Sorry. Your logic makes no sense.

Reply Score: 5

RE[4]: My $.02 worth.
by Almafeta on Thu 5th Jul 2007 22:55 UTC in reply to "RE[3]: My $.02 worth."
Almafeta Member since:
2007-02-22

No; no; and no.

Reply Score: 2

RE[4]: My $.02 worth.
by adamk on Thu 5th Jul 2007 23:40 UTC in reply to "RE[3]: My $.02 worth."
adamk Member since:
2005-07-08

You're missing the point.

What I care about is the fact that there appears to be no plan in place for Robert's eventual inability to continue working on SkyOS. Open sourcing SkyOS now is one (possible) solution. There are others.

Adam

Reply Score: 1

Closed source VS open source on SkyOS
by Haicube on Sat 7th Jul 2007 13:06 UTC
Haicube
Member since:
2005-08-06

Like someone said earlier on. What's interesting is what happens if Robert gets tired of coding.

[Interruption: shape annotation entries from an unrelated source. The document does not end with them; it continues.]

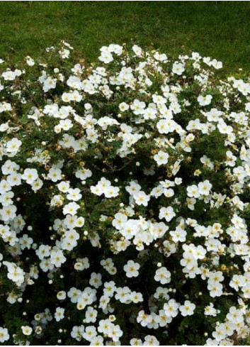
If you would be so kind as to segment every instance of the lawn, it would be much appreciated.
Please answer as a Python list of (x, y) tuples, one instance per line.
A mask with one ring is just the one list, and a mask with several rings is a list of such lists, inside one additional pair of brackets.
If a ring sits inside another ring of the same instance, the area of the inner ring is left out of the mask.
[(15, 62), (61, 39), (88, 60), (110, 43), (153, 44), (249, 67), (249, 1), (1, 1), (1, 56)]

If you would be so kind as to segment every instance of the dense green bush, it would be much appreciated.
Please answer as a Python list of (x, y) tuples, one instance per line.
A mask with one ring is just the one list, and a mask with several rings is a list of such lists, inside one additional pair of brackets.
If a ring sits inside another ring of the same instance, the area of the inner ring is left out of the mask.
[(0, 341), (246, 343), (250, 84), (196, 53), (46, 50), (1, 65)]

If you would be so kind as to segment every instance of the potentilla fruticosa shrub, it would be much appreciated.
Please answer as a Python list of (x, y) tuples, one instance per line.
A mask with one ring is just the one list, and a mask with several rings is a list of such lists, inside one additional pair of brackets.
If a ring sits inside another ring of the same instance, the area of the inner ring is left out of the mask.
[(197, 53), (46, 50), (0, 65), (1, 343), (247, 342), (247, 79)]

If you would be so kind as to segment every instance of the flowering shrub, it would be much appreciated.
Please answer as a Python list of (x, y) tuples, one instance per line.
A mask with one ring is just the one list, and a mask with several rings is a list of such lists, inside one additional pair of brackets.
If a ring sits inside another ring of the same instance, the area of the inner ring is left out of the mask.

Either way, looking at, for instance, Haiku. We can simply note that Haiku is Open Source and that doesn't stop the debate anyway. Now there are people on a regular basis (and not to mention has been) who keep saying that it's the wrong license, and it should be GPL or it should be bla bla.

The license debate has gone way too far. IF the fact that SkyOS is closed source is the reason why you don't wanna use the product, then there seems to be a lot of products out there that you miss out on. If it's philosophy, then stick to Linux and let the rest of us who are not zeals stop hearing the license crap thank you very much.

Robert, I haven't tried your OS, but I do enjoy watching the demovids every now and then. Maybe when you reach an even more mature stage and open up for new customers I'll buy a copy, no matter OSS or Proprietary!